La Municipalidad de La Plata impulsó un nuevo intento para desprenderse de activos inmobiliarios en desuso que pertenecen al patrimonio público local. A través de un proyecto de ordenanza enviado al Concejo Deliberante, el intendente Julio Alak solicitó formalmente la autorización necesaria para llevar adelante una segunda subasta pública de cuatro inmuebles. Estas propiedades habían sido puestas a la venta originalmente en marzo de este año bajo el amparo normativo de la ordenanza N° 12.669, pero el proceso concluyó sin compradores interesados.
Ante la ausencia total de ofertas en aquel primer llamado, la administración municipal resolvió revisar las condiciones económicas del proceso para evitar que las unidades queden paralizadas indefinidamente. La propuesta central del Ejecutivo radica en aplicar una importante rebaja del 25% sobre los precios base que se fijaron en la convocatoria inicial. Con esta estrategia financiera, la comuna busca incrementar el atractivo de los bienes en el mercado de bienes raíces y asegurar la llegada de inversores privados al remate público.
Los inmuebles a subastar y su ubicación estratégica
El paquete de activos está conformado por propiedades distribuidas en el partido de La Plata y en otros puntos clave de la provincia de Buenos Aires. Uno de los inmuebles con mayor cotización se encuentra ubicado en la calle Coronel Dorrego 1128/1130, en la localidad de Monte Grande, partido de Esteban Echeverría. Las tres unidades restantes pertenecen al ámbito local platense: una de ellas está situada en la calle 530 número 3042, otra se emplaza en la intersección de las calles 208 y 530 dentro de la localidad de Abasto, y la última se ubica sobre la calle 16 número 2055.
Cada una de estas propiedades cuenta con una tasación oficial previa y una base reducida para el nuevo procedimiento. El inmueble de Monte Grande, valuado originalmente en 106.350 dólares, había salido a subasta por 71.566 dólares y ahora tendrá un piso de 53.175 dólares. En tanto, la finca de Abasto pasará de una base original de 35.625 dólares a un nuevo valor de 26.718,75 dólares.
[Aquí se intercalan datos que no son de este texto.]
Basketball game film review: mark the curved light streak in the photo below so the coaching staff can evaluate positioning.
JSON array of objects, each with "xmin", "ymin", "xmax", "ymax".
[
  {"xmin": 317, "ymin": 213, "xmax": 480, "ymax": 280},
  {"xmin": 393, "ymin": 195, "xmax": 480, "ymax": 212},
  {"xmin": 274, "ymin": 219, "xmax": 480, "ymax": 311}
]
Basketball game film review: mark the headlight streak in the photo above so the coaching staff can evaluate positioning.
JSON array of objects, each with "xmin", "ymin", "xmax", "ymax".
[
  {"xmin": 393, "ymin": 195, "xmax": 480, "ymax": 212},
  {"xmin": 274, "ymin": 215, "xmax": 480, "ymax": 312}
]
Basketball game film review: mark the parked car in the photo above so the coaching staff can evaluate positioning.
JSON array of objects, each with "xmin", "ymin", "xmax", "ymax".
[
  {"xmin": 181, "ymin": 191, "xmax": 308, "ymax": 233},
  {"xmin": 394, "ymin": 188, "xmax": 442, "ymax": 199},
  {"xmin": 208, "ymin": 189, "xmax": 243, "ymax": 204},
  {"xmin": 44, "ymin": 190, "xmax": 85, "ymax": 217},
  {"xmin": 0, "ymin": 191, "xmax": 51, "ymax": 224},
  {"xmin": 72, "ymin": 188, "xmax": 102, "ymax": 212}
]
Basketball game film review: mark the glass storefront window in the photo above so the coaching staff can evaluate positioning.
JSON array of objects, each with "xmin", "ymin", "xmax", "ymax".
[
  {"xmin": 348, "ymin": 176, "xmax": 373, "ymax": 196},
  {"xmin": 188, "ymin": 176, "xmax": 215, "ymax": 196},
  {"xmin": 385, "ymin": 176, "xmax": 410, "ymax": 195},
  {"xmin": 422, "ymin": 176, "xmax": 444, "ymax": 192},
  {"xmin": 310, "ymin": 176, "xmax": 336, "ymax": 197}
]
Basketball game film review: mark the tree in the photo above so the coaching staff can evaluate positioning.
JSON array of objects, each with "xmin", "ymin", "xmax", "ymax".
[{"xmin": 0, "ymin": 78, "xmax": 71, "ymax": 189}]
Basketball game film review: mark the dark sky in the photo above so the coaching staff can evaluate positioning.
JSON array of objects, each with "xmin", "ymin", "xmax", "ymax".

Por su parte, la propiedad de la calle 530 bajará su piso de 31.500 a 23.625 dólares, mientras que el inmueble de la calle 16 reducirá su base de 26.633,33 a 19.975 dólares.
El marco legal y la justificación económica
En los fundamentos de la iniciativa remitida al cuerpo deliberativo, las autoridades del Ente Municipal explicaron la necesidad imperiosa de readecuar las condiciones financieras. Insistir con los precios fijados en el llamado que quedó desierto implicaría un despliegue administrativo sumamente costoso y sin garantías de éxito. Mantener valores por encima de la demanda real del mercado generaría gastos infructuosos para las arcas públicas, dilatando la resolución del trámite y el ingreso de fondos frescos al municipio.
Para establecer la nueva escala de precios, el Ejecutivo se amparó en lo establecido por el artículo 577 del Código Procesal Civil y Comercial de la Provincia de Buenos Aires. Dicha normativa regula los procedimientos judiciales y administrativos para ejecuciones o remates públicos, autorizando una quita del 25% sobre la base previa cuando una primera subasta fracasa por falta de postores. Una vez que las comisiones del Concejo Deliberante dictaminen y el recinto apruebe el proyecto, el organismo oficial publicará las fechas definitivas para la realización del remate.